Elizabeth: That’s exactly right. I think there are all kinds of long-term sequelae that we still don’t know much about. Let’s turn to your final one. I think we’re going back to JAMA.
Rick: This is JAMA Network Open. It has to do with trying to assess do stay-at-home orders really benefit? Now you say, “Well, how would you do that?” You’d like to compare two states or two counties, one of which had a stay-at-home order and one of which didn’t. But there are so many geographic and differences in the populations, unless you did it as these authors did, which was really smart.
They compared two states that touch one another, Iowa and Illinois. Illinois had stay-at-home orders. Iowa did not. Now, Iowa did do other things. They have banned large gatherings, and social isolation, but they didn’t have a stay-at-home order. We have two states next to one another and they looked at 8 bordering counties that touched one another. Their only difference was one state had stay-at-home orders and the other one didn’t. They followed these individuals.
Here’s what they discovered. In the Iowa border counties, almost 500,000 individuals, in the Illinois border counties, about 250,000 individuals. Before there was a difference in how they treated their county population, the incidence of COVID infection was the same for all 8 counties.
What happened over the next 10, 20, and 30 days was there was a dramatic increase in the number of individuals in Iowa who developed COVID infection. Let me quantitate that. Again, they started with the same incidence. Over the next 10 days, there were 5 more persons per 1,000 in Iowa that got infected. At 20 days, there were 11 more patients, and then at the end of 30 days, 47 more patients per 1,000. They estimated there was an excess of 217 cases in Iowa, just as a result of the fact they didn’t have shelter-in-home. That accounted for 30% of their new cases that particular month.
Elizabeth: Hmm, this is some pretty impressive data. This issue of stay-at-home, of course, we’re seeing this nationally and internationally, and lots of folks bucking this particular mandate.

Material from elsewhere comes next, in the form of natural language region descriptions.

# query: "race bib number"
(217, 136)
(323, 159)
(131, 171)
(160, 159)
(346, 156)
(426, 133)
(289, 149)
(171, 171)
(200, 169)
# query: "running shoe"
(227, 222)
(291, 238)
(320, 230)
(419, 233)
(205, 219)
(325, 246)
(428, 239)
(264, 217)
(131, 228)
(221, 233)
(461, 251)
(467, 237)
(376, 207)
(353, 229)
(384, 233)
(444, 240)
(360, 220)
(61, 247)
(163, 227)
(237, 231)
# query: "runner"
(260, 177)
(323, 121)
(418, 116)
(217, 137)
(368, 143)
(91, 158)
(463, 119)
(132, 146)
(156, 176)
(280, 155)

Rick: The coronavirus is here to stay for a while. We’re not going to outrun it. We’re not going to outlast it. We have to learn to exist with it. What we want to do is we want to make sure we don’t overwhelm the healthcare system, we try to protect our vulnerable population, and we have enough PPE [personal protective equipment] when we need it.

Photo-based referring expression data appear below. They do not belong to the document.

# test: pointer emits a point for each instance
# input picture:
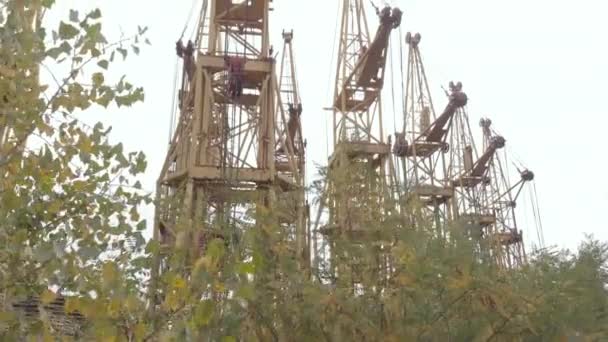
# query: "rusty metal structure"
(422, 145)
(237, 143)
(360, 189)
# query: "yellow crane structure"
(359, 191)
(237, 145)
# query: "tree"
(71, 235)
(69, 205)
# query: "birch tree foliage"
(70, 226)
(68, 199)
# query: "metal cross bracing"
(228, 156)
(358, 193)
(502, 196)
(468, 173)
(421, 146)
(484, 201)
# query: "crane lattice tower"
(421, 147)
(359, 190)
(234, 151)
(501, 196)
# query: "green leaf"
(74, 16)
(98, 79)
(67, 31)
(47, 297)
(123, 52)
(103, 64)
(44, 252)
(95, 14)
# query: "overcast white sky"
(538, 68)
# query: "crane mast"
(359, 191)
(230, 154)
(421, 146)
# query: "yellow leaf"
(179, 283)
(48, 297)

Knowing that measures like this are important so that if we get to a point in a geographic area where we’re running out of PPE or we’re running out of hospital resources, knowing that shelter-at-home can decrease additional new cases is pretty important.
Elizabeth: Yes, and so I saw just today this model where they were talking about maybe we should sort of pulse — stay at home, don’t stay at home, stay at home, don’t stay at home — as a means of kind of interrupting this.
Rick: There are a lot of different ways to address it. Obviously, we have to have adequate testing and adequate contact and isolation. But if we follow things very rigorously, we can gauge how restrictive we need to be or don’t need to be based upon it because there are obviously economic things we need to consider as well. To have a fourth of Americans out of work means they don’t have access to food, or shelter, or healthcare, that’s a serious problem. That’s also a health problem as well. Finding that balance between protecting individuals and protecting their economic situations, that’s what we’ll be addressing.
Elizabeth: OK. On that note, that’s a look at this week’s medical headlines from Texas Tech. I’m Elizabeth Tracey.
Rick: And I’m Rick Lange. Y’all listen up and make healthy choices.